Die Welt der Neurobiologie entwickelt sich ständig weiter, mit neuen Methoden und Technologien, die unser Verständnis des Gehirns und seines Verhaltens revolutionieren.

  • Künstliche Intelligenz (KI) und maschinelles Lernen: Diese Technologien werden zunehmend genutzt, um riesige Datenmengen zu analysieren und Muster zu erkennen, die für das menschliche Auge nicht sichtbar sind.
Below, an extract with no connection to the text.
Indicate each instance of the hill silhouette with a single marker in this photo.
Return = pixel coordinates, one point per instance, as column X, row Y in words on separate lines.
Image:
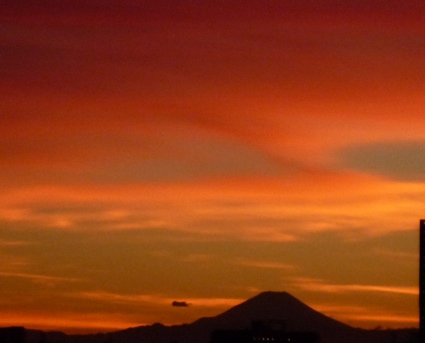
column 266, row 306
  • Verbesserte Bildgebungstechniken: Fortschritte in der bildgebenden Diagnostik ermöglichen es, das Gehirn in noch nie dagewesener Auflösung zu beobachten.
  • Optogenetik: Diese Methode, die es ermöglicht, Neuronen mit Licht zu steuern, wird weiterentwickelt, um präzisere Studien über Gehirnfunktionen zu ermöglichen.
  • Integration verschiedener Methoden: Eine verstärkte Verschmelzung von Techniken, etwa die Kombination von genetischen Ansätzen mit bildgebenden Verfahren, um komplexere Fragestellungen zu adressieren.
  • Zugänglichkeit und Demokratisierung: Durch die Verringerung von Kosten und die Vereinfachung von Technologien könnten hochentwickelte neurobiologische Methoden einem breiteren Forscherkreis zugänglich gemacht werden.
  • Anpassung und Spezialisierung: Methoden werden zunehmend auf spezifische Forschungsziele oder Erkrankungen zugeschnitten, um effektivere Ergebnisse zu erzielen.